Convicted felon and reputed Detroit mob associate Gino Accettola is accused of heading a multi-million dollar Ponzi scheme in suburban Macomb County. The 49-year old Accettola was named as the lead defendant in a civil law suit filed three weeks ago in Macomb County Circuit Court alleging that he cheated close to a dozen investors out of almost four million dollars in fraudulent construction jobs. Sources in law enforcement claim he is being investigated criminally too.

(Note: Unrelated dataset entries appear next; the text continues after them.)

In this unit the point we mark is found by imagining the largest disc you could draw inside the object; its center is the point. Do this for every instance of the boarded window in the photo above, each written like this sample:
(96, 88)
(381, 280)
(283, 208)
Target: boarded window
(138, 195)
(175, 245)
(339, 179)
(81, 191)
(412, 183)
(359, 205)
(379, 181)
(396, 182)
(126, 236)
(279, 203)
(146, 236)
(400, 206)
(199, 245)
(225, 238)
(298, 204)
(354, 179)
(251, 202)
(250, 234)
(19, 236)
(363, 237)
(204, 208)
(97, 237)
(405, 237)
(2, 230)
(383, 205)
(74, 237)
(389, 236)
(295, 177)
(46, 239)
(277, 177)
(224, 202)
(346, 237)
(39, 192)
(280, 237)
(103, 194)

According to the suit, Accettola purported to be a general contractor with big-money construction projects about to launch in Michigan and Florida who was looking for financing but in reality was just trying to fleece people out of their cash – Accettola is accused of accepting loans totaling 4.7 million bucks from 11 individuals or businesses in Metro Detroit over a two-year period (2014-2016), with investors coughing up anywhere between $15,000 and $1,500,000 apiece for stakes that were in essence worth practically nothing. Plaintiffs in the case allege of the near-five million dollars of loans pocketed by Accettola and his 10 co-defendants, only $900,000 was ever recouped.

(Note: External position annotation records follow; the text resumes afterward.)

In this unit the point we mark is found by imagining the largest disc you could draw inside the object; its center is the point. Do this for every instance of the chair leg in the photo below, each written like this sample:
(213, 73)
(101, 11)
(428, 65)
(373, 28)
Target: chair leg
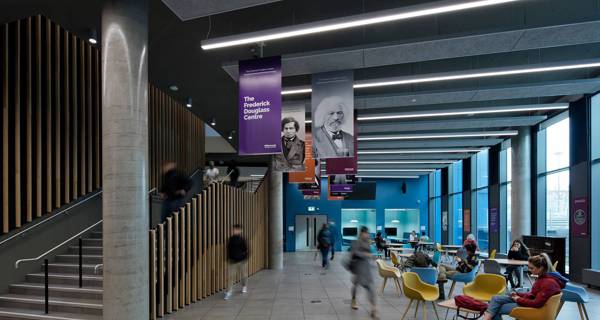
(407, 308)
(435, 310)
(585, 311)
(451, 290)
(580, 311)
(383, 285)
(417, 308)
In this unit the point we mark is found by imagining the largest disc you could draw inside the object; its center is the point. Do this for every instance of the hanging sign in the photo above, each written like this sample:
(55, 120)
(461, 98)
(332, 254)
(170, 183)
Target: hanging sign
(259, 106)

The law suit alleges Accettola bragged of his mob connections and took some of the stolen dough and bought his girlfriend an engagement ring, among other lavish purchases. When one of the plaintiffs approached Accettola in the winter of 2016 to complain about not getting paid back what he was owed, Accettola allegedly blamed the hold up on his superiors in the Detroit mafia.

Per sources on the street and in law enforcement, Accettola is linked to the Tocco faction of the mob in the Motor City. A multiple-time convicted felon, he did a prison stint in the 1990s.

Accettola’s most recent run-in with the law came three years ago. He pled guilty in Macomb County Circuit Court to a fraud-related offense in 2013 and received probation and a suspended 10-month jail term. The government in Macomb County is currently the focus of an ongoing federal criminal probe which has already resulted in a small trickle of corruption and bribery charges filed against county employees in recent months and is expected to net a drove of additional and more high-profile arrests and indictments in the future, per sources.